How to read a Bureau of Meteorology Forecast.

70% chance of 40mm? Why you’re reading forecast wrong

More often or not, we are confused and frustrated at weather predictions, particularly when it comes to rainfall.

But it turns out, most of us aren't reading the forecasts correctly.

James Thompson, a meteorologist with the Bureau of Meteorology, has given the Gatton Star some advice on reading rainfall predictions, and why a 90 per cent of 10-20mm doesn't mean what it means.

Rainfall predictions need to be broken down into two steps.

Firstly, the percentage. The rain per cent is the likelihood we will see rain - whether that's half a millimetre or 20mm.

Secondly, the amount. For example, if the forecast is 20-40mm, it doesn't mean that's what you will get.

It's broken down into a 50 per cent chance and a 25 per cent chance.

How to read a Bureau of Meteorology Forecast.
How to read a Bureau of Meteorology Forecast.

 

Mr Thompson said the way to read the prediction is there's a 50 per cent chance of getting 20mm, followed by a 25 per cent chance of 40mm.

"They're not really meant to be used together," Mr Thompson said.

And what about the little icons?

Suns out guns out, a sun with clouds, a sun with a few rain spots, or the umbrella - they all have a meaning.

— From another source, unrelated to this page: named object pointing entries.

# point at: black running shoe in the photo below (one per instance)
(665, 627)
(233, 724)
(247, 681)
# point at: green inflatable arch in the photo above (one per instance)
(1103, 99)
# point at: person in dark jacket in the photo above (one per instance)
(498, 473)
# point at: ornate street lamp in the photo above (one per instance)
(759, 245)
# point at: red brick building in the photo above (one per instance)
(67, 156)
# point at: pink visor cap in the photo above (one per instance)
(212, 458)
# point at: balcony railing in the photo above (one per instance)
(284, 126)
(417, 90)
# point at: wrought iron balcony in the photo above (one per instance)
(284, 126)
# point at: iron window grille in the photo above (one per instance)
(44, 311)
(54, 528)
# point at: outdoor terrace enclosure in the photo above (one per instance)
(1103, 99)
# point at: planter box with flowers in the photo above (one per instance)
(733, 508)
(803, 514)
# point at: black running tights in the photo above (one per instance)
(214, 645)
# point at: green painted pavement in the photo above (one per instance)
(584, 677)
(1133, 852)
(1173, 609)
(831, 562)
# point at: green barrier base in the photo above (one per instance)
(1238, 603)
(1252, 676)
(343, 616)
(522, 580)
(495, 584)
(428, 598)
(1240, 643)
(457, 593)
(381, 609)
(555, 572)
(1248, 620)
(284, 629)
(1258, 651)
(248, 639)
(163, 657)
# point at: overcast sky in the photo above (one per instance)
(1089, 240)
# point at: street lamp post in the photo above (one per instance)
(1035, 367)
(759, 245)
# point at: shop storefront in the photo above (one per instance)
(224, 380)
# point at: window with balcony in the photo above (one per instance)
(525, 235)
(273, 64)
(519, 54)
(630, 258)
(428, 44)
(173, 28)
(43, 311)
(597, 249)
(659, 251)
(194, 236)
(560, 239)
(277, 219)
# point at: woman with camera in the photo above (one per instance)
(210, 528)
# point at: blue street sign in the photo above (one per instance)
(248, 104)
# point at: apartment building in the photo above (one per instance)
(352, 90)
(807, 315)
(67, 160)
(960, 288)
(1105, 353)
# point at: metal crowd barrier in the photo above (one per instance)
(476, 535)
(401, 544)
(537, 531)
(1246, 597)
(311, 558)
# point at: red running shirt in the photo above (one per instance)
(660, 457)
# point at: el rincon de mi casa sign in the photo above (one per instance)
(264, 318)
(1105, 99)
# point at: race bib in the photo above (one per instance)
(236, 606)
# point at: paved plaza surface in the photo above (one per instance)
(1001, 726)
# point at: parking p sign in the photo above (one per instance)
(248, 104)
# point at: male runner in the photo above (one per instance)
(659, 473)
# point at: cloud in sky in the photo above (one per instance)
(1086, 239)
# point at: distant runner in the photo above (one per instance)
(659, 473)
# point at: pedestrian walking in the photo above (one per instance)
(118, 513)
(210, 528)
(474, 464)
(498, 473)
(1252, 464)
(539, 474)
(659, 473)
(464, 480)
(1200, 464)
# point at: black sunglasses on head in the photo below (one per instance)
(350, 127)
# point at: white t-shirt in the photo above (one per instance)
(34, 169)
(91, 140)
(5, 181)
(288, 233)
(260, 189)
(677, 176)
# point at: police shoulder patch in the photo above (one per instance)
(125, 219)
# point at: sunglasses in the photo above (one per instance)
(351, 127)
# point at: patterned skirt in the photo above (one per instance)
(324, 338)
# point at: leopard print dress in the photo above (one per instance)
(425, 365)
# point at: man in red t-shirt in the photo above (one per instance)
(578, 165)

Mr Thompson said when the forecast is a 40 per cent chance or more of rain, the BOM will use a sun with a cloud and droplets.

Bureau of Meteorology forecast.
Bureau of Meteorology forecast.

 

When the forecast is less than 30 per cent chance of rain, and it's predicted to be hot and windy, the BOM will use the sun with a cloud.

"When the symbol has the sun, the rain can be a bit hit and miss," Mr Thompson said.

The obvious, when it's predicted to rain for the majority of the day, the cloud with strong rain indicates it's a day to pack the umbrella.